Reexamination Certificate

active

06395473

ABSTRACT:

FIELD OF THE INVENTION
The present invention relates to an assay system in mammalian cells using a recombinant adenovirus vector.
BACKGROUND OF THE INVENTION
Some drugs and drug metabolites effect a transcriptional response in key genes within the cell. Promoter/reporter assay systems are one way to examine transcriptional regulation in vitro. In general, promoter/reporter assay system join a promoter to a reporter gene whose transcriptional or translational product is known. If the promoter actually directs transcription and/or translation of the reporter gene, its transcriptional and/or translational product can be easily determined.
To date, standard plasmid vectors have been used for delivery of promoter/reporter cassettes to cells.

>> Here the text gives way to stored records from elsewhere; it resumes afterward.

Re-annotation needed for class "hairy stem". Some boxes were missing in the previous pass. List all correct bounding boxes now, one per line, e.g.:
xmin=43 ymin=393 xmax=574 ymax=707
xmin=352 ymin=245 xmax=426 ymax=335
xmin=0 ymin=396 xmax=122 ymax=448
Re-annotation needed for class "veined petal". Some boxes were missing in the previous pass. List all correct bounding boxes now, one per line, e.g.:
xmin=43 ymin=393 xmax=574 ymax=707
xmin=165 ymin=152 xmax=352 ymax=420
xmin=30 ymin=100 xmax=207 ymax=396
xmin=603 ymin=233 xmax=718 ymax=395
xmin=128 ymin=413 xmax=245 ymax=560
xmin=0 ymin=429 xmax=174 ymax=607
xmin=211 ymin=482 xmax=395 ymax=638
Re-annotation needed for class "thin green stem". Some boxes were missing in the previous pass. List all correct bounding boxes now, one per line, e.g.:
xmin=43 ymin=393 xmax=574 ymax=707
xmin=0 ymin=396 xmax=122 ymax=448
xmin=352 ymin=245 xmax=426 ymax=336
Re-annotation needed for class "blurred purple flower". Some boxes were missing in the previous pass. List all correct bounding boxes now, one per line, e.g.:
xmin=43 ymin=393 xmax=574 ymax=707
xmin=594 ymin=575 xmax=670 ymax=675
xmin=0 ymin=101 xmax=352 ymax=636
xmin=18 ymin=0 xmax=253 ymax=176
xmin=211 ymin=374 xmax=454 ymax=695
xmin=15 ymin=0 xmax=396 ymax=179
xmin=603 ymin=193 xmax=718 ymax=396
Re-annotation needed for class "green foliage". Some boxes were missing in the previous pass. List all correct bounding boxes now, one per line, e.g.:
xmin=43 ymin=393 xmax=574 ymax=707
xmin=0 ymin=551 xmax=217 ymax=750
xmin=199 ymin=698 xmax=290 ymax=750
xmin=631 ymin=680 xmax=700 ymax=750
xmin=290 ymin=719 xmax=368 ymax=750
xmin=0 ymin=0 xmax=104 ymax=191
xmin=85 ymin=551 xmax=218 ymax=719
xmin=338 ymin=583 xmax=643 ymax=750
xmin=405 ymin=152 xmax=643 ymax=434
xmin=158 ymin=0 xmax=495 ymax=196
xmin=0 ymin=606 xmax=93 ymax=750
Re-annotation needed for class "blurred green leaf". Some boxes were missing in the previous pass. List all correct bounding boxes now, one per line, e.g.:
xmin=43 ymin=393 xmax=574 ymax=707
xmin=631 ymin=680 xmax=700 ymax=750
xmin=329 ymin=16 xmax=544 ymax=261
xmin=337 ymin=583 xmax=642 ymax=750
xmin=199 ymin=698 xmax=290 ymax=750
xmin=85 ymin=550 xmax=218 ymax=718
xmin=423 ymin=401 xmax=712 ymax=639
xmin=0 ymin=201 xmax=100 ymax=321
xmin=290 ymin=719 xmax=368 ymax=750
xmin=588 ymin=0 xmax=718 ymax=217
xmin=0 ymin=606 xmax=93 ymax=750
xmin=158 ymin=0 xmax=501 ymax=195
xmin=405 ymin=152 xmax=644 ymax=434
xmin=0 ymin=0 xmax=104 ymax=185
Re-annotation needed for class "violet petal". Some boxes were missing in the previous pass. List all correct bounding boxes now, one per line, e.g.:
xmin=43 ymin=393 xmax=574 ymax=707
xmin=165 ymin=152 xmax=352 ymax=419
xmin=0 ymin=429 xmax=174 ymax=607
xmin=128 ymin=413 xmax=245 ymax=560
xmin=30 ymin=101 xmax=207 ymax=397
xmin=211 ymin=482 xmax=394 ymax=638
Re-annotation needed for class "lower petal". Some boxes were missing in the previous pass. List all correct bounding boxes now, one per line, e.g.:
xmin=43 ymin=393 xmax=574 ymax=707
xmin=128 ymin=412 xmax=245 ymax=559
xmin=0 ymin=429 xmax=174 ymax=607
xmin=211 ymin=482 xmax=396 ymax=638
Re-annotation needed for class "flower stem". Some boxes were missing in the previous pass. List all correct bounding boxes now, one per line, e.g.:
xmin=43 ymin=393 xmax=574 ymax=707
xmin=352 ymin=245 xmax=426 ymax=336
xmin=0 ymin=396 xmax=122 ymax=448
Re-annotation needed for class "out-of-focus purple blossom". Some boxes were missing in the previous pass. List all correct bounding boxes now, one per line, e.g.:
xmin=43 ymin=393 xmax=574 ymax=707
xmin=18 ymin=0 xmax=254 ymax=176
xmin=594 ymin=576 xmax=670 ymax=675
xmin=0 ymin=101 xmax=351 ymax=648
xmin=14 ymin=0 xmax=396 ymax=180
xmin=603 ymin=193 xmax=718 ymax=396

However, traditional methods, such as lipofection, calcium phosphate precipitation, and electroporation, are cumbersome and generally inefficient delivery systems when the cells are mammalian, and in particular primary hepatocytes.
The liver is the primary site for metabolism of most drugs. The levels of several drug metabolizing enzymes in the liver are altered in response to drug exposure and in some instances this alteration is a result of transcriptional regulation. Liver cell cultures would provide a good model of drug metabolism in vivo, but liver cells are difficult to transfect efficiently.
It would also be desirable to efficiently transfect mammalian cells with foreign DNA to study promoter regulation of a gene involved in drug metabolism. It would also be desirable to obtain an assay system to examine transcriptional regulation of genes coding for a drug metabolizing enzyme in mammalian cells.
DETAILED DESCRIPTION OF THE INVENTION
The present invention relates to a method of determining if a candidate promoter is responsive to an inducing agent in a mammalian cell culture comprising:
a) constructing an adenovirus vector wherein an E1 gene region is replaced by the candidate promoter operatively linked to a reporter gene construct;
b) introducing the vector into mammalian cells;
c) contacting the cells with an inducing agent; and
d) determining if the reporter gene is expressed.
The present invention further relates to a method of determining if a promoter is responsive to a candidate promoter inducing agent in a mammalian cell culture comprising:
a) constructing an adenovirus vector wherein an E1 gene region is replaced by the promoter operatively linked to a reporter gene construct;
b) introducing the vector into mammalian cells;
c) contacting the cells with a candidate inducing agent; and
d) determining if the reporter gene is expressed.
In both of the methods described, there may be an optional step of quantifying the expression of the reporter gene.
In a specific embodiment, the present invention relates to a rat glutathione S-transferase Ya subunit promoter sequence linked to a reporter construct, chloramphenicol acetyltransferase (CAT).


REFERENCES:
patent: 5654168 (1997-08-01), Bujard et al.
patent: 5733745 (1998-03-01), Kowalski et al.
patent: 6204060 (2001-03-01), Mehtali et al.
Bernard Massie et al, Inducible Overexpression of a Toxic Protein by an Adenovirus Vector with a Tetracycline-Regulatable Expression Cassette, Journal Of Virology, Mar. 1998, pp. 2289-2296.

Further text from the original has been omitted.